The ACA’s Missing Pieces

The part of Healthcare.gov that pays insurers won’t be built by January:

The administration is planning a “workaround” for payments, said Daniel Durham, vice president for policy and regulatory affairs at America’s Health Insurance Plans. Health plans will estimate how much they are owed, and submit that estimate to the government. Once the system is built, the government and insurers can reconcile the payments made with the plan data to “true up” payments, he said “The intent is to make sure plans get paid on time, which is a good thing,” Durham told Reuters.

The fix puts an additional “burden” on insurance companies, already taxed by having to double-check faulty enrollment data from the HealthCare.gov system. Now, companies need to quickly put together financial management systems to make the payment estimates, so they can be paid beginning in January, he said. “They have to recognize that plans are already quite stressed and introducing this at the last minute just adds substantial burden for plans to deal with,” Durham said.

Suderman takes the administration to task:

The core service that health insurers provide is paying for eligible claims by beneficiaries. But if insurers don’t get paid themselves, they can’t cut checks for those claims.

Some of the larger insurers could finance delays, at least for a little while, but as former Medicare official Kevin Lucia tells Reuters, smaller insurance plans, which are heavily represented in the health law’s exchanges, aren’t well equipped to do so. Plan providers need that money, and they need it soon if they’re going to be able to actually provide insurance to their plan members.

The fact that these critical systems haven’t been built—months after the launch of the exchanges and with just weeks to go until insurers need to start being paid—makes it clear that the implementation effort still lags far behind. And if the rollout of portions that remain incomplete resembles the rollout so far, that means there are lots of new problems still to come. But it’s not just that there’s a lot of work still to do. The insurer payment workaround also highlights how much of Obamacare’s buggy implementation is still being managed on a temporary, ad hoc basis. The administration is flying a broken vessel without a flight plan.
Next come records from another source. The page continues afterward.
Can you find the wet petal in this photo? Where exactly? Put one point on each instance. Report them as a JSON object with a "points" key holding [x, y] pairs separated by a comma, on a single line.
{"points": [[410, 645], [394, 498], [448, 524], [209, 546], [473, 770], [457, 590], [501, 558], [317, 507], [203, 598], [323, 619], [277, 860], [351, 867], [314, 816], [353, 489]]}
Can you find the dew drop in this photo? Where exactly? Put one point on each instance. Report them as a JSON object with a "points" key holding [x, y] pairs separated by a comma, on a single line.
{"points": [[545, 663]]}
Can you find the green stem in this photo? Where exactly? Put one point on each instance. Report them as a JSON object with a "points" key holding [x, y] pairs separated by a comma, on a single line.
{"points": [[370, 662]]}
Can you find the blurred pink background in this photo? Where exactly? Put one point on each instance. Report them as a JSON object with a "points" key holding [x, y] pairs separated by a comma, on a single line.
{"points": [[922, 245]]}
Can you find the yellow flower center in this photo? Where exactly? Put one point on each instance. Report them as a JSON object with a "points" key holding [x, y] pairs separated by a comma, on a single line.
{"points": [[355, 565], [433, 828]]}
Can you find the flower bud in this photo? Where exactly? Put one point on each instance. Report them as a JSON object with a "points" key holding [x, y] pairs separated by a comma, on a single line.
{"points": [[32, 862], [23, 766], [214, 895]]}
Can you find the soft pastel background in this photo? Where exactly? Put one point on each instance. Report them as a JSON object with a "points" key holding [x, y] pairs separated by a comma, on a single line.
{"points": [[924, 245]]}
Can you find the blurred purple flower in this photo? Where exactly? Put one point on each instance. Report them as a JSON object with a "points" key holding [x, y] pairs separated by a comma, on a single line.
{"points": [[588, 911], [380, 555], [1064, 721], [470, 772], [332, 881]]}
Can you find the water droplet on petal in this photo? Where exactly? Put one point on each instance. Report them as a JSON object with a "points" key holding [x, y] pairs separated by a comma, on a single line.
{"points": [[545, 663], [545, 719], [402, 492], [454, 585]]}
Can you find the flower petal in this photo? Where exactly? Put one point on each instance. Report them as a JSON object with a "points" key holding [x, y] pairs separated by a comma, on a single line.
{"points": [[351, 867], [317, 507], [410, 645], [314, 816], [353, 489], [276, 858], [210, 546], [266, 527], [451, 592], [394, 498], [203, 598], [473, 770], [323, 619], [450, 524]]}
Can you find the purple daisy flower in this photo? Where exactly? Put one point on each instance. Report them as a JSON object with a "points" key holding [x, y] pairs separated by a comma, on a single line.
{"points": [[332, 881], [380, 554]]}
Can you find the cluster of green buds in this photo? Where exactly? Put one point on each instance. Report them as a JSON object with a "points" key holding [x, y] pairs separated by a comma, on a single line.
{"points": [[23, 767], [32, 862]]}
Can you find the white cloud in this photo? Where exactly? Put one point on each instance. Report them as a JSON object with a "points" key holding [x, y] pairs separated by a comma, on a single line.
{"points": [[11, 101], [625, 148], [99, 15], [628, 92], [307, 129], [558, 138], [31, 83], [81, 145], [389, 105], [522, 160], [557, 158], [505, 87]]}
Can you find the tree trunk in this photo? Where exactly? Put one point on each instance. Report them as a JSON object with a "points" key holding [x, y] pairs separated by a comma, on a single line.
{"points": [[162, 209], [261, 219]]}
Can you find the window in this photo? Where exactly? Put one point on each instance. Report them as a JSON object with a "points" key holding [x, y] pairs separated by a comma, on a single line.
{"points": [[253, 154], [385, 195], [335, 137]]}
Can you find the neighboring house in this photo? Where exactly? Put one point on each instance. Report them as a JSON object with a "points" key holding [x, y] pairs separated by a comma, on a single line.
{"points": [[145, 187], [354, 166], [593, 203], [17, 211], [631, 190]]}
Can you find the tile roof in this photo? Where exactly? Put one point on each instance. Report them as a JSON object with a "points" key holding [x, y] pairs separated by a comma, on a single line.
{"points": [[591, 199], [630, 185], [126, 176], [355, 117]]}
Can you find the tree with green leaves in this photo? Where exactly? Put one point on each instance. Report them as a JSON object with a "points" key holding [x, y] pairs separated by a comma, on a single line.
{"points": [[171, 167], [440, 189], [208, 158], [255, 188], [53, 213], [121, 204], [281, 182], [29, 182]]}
Meanwhile, Beutler parses recent enrollment numbers:

[T]he latest numbers — which administration officials are all of a sudden so eager to leak for some reason — really demonstrate three things. One is that it’s easy to torture scarce and selectively leaked data to fit just about any preconceived narrative. Another is that Healthcare.gov’s terrible rollout didn’t completely discourage people from giving the site a second look, let alone destroy the demand for health insurance across the country. Third is that, simply by leaking, administration officials demonstrated some degree of confidence that the worst of their implementation woes are behind them.

That’s all basically good news. But it’s really all we can say for now. And it doesn’t prove that the Affordable Care Act is completely out of the woods yet.